The modern drug discovery process involves multiple sources of high-dimensional data. This imposes the challenge of data integration. A typical example is the integration of chemical structure (fingerprint features), phenotypic bioactivity (bioassay read-outs) data for targets of interest, and transcriptomic (gene expression) data in early drug discovery to better understand the chemical and biological mechanisms of candidate drugs, and to facilitate early detection of safety issues prior to later and expensive phases of drug development cycles. In this paper, we discuss a joint model for the transcriptomic and the phenotypic variables conditioned on the chemical structure. This modeling approach can be used to uncover, for a given set of compounds, the association between gene expression and biological activity taking into account the influence of the chemical structure of the compound on both variables. The model allows to detect genes that are associated with the bioactivity data facilitating the identification of potential genomic biomarkers for compounds efficacy. In addition, the effect of every structural feature on both genes and pIC50 and their associations can be simultaneously investigated. Two oncology projects are used to illustrate the applicability and usefulness of the joint model to integrate multi-source high-dimensional information to aid drug discovery.

查看原文本刊更多论文

一种联合建模方法，揭示早期药物发现中基因表达、生物活性和化学结构之间的关联，以指导先导物选择和基因组生物标志物的开发。

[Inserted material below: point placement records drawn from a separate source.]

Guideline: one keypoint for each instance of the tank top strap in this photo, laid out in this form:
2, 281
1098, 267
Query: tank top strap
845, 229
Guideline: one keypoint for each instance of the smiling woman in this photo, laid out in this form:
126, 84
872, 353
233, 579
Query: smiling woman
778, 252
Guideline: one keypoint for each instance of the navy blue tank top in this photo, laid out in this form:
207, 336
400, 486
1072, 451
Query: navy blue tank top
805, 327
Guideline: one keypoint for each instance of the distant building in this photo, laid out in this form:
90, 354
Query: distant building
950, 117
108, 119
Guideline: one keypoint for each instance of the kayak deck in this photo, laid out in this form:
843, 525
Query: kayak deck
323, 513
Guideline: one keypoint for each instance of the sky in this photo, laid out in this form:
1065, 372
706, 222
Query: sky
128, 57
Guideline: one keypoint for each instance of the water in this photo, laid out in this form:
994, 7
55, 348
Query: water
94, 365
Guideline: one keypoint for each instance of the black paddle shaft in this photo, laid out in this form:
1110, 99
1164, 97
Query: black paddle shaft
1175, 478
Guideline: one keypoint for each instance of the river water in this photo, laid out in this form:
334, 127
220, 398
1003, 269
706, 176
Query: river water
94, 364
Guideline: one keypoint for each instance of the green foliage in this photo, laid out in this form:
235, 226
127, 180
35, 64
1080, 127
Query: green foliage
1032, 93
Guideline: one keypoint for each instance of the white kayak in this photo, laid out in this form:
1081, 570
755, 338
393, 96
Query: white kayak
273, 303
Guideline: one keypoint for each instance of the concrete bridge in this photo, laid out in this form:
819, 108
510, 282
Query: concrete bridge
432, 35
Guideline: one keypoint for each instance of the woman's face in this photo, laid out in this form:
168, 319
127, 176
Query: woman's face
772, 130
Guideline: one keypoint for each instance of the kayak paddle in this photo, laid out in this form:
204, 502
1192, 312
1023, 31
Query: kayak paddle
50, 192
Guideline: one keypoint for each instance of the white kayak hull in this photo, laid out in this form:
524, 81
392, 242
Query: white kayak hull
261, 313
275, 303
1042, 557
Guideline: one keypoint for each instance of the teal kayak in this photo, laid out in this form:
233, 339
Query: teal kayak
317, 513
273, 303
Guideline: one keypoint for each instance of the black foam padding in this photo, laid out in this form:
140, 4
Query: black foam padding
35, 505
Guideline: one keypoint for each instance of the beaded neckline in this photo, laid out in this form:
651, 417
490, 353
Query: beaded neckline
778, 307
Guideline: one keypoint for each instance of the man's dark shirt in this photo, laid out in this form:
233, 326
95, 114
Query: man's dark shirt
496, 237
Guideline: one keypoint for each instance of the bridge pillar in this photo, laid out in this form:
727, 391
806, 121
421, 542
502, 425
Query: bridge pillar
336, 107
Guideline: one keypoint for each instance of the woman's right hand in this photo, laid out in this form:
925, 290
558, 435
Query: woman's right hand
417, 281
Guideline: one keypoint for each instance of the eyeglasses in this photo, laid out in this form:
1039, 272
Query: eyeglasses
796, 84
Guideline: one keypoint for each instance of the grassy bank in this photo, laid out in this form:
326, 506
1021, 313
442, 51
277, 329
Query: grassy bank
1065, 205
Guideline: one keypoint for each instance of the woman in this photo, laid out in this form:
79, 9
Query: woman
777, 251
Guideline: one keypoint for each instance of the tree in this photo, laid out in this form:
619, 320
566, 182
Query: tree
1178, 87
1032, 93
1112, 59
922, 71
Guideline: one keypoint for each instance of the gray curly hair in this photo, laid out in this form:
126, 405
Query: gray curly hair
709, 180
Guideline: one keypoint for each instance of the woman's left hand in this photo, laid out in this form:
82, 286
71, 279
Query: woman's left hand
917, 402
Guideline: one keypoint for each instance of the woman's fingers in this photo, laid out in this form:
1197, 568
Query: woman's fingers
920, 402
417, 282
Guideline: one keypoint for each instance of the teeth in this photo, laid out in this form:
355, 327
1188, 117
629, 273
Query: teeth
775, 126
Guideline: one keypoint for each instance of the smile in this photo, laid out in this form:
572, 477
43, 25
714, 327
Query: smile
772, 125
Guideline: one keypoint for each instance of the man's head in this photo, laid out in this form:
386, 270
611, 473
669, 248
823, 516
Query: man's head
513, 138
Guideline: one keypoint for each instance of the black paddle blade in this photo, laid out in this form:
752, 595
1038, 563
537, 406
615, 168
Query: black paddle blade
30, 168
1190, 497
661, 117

现代药物发现过程涉及多个高维数据来源。这就带来了数据集成的挑战。一个典型的例子是在早期药物发现中整合化学结构(指纹特征)、感兴趣靶点的表型生物活性(生物测定读数)数据和转录组学(基因表达)数据，以更好地了解候选药物的化学和生物学机制，并促进在药物开发周期后期和昂贵阶段之前早期发现安全性问题。在本文中，我们讨论了一个联合模型转录组和表型变量条件下的化学结构。这种建模方法可以用来揭示，对于一组给定的化合物，基因表达和生物活性之间的关联，同时考虑到化合物的化学结构对这两个变量的影响。该模型允许检测与生物活性数据相关的基因，从而促进化合物功效的潜在基因组生物标志物的鉴定。此外，每个结构特征对两个基因和pIC50的影响及其相关性可以同时进行研究。两个肿瘤学项目被用来说明联合模型在整合多源高维信息以帮助药物发现方面的适用性和实用性。

本文章由计算机程序翻译，如有差异，请以英文原文为准。

求助全文

约1分钟内获得全文求助全文

来源期刊

Statistical Applications in Genetics and Molecular Biology BIOCHEMISTRY & MOLECULAR BIOLOGY-MATHEMATICAL & COMPUTATIONAL BIOLOGY

自引率

11.10%

发文量

期刊介绍： Statistical Applications in Genetics and Molecular Biology seeks to publish significant research on the application of statistical ideas to problems arising from computational biology. The focus of the papers should be on the relevant statistical issues but should contain a succinct description of the relevant biological problem being considered. The range of topics is wide and will include topics such as linkage mapping, association studies, gene finding and sequence alignment, protein structure prediction, design and analysis of microarray data, molecular evolution and phylogenetic trees, DNA topology, and data base search strategies. Both original research and review articles will be warmly received.